The union’s latest statements highlight just how directly federal decisions are impacting members on the ground. Following a June decision by the Department of Energy to pull back on project labor agreements for major energy projects, SMART General President Michael Coleman was blunt: “These major energy projects were creating jobs for SMART members and American construction workers. Now, after the Department of Energy’s announcement, those jobs have been taken away. That’s bad for our members, our families and our country. We’re urging the Department of Energy to reverse this decision and put American workers back on the job.”

The guidance from the White House budget office, issued on June 12, 2025, encourages – but does not require – the use of project labor agreements (PLAs) on federal construction jobs over $35 million, and includes broad exceptions. As a result, the pipeline of megaproject work for union sheet metal workers has become increasingly unstable, with uncertainty around which projects will actually proceed with labor protections and federal support.

Sheet metal contractors, represented nationally by The Sheet Metal and Air Conditioning Contractors’ National Association (SMACNA), have called for urgent regulatory clarity and a return to predictable federal funding, warning that “inventory levels are trending lower as we head into 2025” and that the uncertainty “makes it increasingly difficult to plan for workforce needs or invest in capacity.”

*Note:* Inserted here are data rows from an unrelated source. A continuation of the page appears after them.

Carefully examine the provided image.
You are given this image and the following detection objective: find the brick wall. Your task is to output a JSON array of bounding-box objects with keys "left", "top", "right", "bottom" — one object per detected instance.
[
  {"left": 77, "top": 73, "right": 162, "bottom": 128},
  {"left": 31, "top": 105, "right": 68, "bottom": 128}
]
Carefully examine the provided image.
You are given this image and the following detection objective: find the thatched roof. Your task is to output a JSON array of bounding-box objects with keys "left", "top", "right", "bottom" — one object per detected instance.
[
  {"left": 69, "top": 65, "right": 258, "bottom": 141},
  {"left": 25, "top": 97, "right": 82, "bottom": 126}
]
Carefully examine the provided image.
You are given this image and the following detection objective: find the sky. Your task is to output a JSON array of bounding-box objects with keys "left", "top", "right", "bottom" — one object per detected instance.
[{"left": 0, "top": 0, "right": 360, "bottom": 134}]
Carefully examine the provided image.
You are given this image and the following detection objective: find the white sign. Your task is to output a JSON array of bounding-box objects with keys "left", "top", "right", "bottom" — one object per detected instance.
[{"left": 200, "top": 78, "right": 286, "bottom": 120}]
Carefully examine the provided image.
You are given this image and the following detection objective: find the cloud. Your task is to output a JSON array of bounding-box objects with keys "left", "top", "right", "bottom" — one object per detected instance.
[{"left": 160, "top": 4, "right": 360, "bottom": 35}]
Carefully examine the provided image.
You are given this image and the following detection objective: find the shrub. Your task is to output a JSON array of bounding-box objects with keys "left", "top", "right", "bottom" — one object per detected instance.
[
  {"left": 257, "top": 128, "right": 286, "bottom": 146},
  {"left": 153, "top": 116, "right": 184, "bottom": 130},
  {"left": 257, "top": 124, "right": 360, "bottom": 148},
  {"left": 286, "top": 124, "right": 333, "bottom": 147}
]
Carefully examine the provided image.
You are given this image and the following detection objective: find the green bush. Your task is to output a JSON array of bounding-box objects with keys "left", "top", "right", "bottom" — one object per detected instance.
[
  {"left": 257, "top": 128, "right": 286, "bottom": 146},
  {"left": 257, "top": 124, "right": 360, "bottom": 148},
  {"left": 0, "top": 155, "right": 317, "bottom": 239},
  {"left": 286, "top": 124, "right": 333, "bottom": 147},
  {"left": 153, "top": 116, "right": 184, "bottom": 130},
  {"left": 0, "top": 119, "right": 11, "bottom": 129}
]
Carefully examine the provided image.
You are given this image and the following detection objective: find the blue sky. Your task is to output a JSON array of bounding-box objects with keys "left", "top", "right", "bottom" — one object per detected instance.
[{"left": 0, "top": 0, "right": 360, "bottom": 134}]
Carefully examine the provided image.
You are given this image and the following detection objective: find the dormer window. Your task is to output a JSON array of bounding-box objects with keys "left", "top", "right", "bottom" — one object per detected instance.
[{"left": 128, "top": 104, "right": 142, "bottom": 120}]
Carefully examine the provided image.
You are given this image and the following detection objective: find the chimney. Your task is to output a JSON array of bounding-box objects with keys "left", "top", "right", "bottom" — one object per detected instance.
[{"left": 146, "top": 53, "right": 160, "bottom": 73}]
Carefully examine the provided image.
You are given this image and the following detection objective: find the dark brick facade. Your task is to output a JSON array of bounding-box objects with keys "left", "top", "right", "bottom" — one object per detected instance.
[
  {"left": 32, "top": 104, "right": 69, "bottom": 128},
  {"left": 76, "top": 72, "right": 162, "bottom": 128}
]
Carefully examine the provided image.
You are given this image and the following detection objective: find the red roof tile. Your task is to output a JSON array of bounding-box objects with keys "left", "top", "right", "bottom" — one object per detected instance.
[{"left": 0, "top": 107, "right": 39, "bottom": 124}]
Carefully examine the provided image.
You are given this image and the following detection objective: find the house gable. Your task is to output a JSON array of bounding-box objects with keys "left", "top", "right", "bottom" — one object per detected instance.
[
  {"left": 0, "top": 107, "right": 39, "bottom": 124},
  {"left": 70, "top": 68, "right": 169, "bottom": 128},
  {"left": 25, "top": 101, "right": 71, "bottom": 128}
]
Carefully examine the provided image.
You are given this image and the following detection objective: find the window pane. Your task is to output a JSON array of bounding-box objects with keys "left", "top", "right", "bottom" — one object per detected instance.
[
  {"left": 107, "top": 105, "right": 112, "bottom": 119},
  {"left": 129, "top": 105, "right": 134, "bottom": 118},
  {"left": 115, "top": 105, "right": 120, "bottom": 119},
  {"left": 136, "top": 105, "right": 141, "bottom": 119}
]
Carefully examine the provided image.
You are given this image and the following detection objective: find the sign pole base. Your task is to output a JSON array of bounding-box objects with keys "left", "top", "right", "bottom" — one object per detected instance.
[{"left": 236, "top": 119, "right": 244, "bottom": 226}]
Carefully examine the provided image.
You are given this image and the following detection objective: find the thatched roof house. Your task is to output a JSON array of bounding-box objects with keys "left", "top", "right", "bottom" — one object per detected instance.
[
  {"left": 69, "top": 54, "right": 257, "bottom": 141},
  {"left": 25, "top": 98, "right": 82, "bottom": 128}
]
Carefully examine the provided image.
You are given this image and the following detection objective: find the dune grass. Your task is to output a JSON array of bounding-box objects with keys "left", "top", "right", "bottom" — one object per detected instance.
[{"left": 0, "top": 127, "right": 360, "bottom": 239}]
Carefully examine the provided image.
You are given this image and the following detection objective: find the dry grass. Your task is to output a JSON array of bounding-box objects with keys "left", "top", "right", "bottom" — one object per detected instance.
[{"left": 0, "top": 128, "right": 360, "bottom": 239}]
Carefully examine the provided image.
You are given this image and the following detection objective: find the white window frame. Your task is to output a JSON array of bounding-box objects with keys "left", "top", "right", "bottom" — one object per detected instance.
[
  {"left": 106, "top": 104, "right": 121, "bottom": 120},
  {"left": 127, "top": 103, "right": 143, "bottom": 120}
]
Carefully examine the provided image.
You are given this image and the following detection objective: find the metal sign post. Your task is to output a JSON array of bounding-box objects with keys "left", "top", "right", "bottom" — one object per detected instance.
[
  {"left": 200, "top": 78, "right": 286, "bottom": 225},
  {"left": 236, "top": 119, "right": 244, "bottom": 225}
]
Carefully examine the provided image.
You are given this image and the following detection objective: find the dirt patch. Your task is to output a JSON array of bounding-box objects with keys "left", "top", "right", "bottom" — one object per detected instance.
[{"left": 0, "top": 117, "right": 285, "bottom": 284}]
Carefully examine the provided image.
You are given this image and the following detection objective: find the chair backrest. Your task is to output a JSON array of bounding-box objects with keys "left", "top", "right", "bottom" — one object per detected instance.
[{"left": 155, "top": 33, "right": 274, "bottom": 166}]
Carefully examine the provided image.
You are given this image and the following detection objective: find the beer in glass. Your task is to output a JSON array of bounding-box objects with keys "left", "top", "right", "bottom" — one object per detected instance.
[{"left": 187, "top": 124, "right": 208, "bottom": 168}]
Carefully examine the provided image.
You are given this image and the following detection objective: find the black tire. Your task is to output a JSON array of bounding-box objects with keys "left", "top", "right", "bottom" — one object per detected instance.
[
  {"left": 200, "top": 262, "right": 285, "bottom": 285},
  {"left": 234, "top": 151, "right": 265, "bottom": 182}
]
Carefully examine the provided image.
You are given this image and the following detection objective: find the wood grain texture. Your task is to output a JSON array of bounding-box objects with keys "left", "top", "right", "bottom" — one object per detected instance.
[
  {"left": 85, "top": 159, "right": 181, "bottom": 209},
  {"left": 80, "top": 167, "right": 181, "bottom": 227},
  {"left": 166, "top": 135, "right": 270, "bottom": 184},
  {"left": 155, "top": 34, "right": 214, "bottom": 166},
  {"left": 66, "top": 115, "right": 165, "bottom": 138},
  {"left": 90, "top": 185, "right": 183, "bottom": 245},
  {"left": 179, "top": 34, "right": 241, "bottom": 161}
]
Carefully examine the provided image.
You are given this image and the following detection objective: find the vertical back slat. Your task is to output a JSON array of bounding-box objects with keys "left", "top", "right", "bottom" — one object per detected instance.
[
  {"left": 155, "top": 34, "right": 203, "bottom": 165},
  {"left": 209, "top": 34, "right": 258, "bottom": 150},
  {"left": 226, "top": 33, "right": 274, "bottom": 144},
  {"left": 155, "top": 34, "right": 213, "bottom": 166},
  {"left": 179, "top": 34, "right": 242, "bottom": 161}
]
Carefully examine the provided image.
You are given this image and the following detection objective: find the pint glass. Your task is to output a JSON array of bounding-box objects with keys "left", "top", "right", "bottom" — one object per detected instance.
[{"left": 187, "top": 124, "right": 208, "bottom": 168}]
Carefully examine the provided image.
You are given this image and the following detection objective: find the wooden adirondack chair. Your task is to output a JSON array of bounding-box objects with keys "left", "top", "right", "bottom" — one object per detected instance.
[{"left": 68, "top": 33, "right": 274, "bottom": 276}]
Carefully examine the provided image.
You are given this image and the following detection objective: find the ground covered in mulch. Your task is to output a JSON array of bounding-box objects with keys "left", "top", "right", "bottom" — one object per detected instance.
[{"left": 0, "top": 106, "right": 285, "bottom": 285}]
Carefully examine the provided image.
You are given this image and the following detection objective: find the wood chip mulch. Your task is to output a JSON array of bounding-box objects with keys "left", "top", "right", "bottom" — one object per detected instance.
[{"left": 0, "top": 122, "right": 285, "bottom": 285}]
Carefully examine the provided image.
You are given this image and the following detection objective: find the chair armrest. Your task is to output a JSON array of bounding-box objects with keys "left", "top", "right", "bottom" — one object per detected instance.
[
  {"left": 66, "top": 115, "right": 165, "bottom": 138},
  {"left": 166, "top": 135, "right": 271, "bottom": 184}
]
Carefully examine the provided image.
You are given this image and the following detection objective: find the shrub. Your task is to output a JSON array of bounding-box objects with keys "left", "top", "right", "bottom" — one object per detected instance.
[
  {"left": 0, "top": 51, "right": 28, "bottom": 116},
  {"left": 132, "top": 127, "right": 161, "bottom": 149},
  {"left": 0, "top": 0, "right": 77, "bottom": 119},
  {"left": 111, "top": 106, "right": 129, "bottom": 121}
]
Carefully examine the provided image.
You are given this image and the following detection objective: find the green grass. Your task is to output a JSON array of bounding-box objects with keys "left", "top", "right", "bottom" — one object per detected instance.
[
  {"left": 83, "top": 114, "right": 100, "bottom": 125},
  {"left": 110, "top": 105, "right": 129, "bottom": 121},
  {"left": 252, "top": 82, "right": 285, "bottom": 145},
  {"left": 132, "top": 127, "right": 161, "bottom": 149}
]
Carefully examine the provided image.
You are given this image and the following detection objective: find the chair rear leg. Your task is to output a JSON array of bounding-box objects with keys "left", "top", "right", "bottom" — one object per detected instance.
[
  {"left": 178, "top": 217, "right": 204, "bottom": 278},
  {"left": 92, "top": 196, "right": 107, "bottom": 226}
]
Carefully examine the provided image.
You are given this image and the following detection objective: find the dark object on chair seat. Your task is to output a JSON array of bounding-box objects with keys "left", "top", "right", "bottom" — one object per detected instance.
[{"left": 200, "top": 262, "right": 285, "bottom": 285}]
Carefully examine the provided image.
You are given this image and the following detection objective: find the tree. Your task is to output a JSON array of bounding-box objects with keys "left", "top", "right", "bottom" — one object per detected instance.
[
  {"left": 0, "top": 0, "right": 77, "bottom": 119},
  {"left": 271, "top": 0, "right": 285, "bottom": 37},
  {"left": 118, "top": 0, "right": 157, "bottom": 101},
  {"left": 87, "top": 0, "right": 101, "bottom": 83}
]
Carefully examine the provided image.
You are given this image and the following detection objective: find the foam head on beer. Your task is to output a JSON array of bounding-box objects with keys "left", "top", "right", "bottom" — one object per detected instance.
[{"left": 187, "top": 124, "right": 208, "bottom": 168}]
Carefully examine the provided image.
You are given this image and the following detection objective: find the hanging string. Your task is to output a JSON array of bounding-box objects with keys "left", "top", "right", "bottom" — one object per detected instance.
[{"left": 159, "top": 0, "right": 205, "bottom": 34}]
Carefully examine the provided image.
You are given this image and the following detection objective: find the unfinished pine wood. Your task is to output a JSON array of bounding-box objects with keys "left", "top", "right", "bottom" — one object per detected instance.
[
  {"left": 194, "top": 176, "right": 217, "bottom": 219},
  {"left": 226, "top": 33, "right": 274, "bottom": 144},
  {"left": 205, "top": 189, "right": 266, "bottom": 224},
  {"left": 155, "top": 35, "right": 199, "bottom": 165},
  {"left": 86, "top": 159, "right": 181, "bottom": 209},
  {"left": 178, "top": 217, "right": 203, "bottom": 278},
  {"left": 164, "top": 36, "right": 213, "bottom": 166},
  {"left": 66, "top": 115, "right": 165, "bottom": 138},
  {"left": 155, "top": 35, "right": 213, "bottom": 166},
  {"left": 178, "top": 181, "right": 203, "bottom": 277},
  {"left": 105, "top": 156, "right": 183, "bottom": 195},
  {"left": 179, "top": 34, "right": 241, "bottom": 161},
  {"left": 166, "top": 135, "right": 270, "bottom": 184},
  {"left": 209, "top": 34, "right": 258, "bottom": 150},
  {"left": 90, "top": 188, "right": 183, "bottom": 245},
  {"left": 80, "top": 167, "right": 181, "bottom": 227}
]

The EV Sector: A Cautionary Tale

As previously reported in SNIPS NEWS, the electric vehicle industry is at a crossroads. The Trump executive order unwinding federal EV mandates and freezing Department of Energy loan guarantees has put hundreds of billions in manufacturing on ice. The ripple effects are immediate: Rivian has paused expansion at its Georgia facility, and conditional loans for battery plants in Indiana and clean-tech suppliers across the Midwest are under review.

Investor confidence has also taken a hit. Guggenheim analyst Ronald Jewsikow recently downgraded Rivian stock, citing both company-specific and policy-related headwinds to a thesis where the R1 model could coast them to higher margin success with future R2/R3 releases. “Continued R1 softness and the [‘One Big, Beautiful Bill’] introduce fundamental and narrative risks to our long-term R2/R3 bull thesis that cannot be ignored,” Jewsikow wrote in a report obtained by Barron’s. This underscores how legislative changes are now weighing on both project pipelines and financial markets across the EV sector.

Sheet metal and HVAC contractors, who’ve been scrambling to meet surging demand for new ductwork and process air solutions in these plants, now face a landscape of more uncertainty.

Industry leaders are urging Congress to restore key tax credits and stabilize policy before more megaprojects are mothballed. With more than $9 billion in investments and almost 10,000 jobs already cancelled, delayed, or shuttered in Republican districts alone, according to E2, the stakes are rising.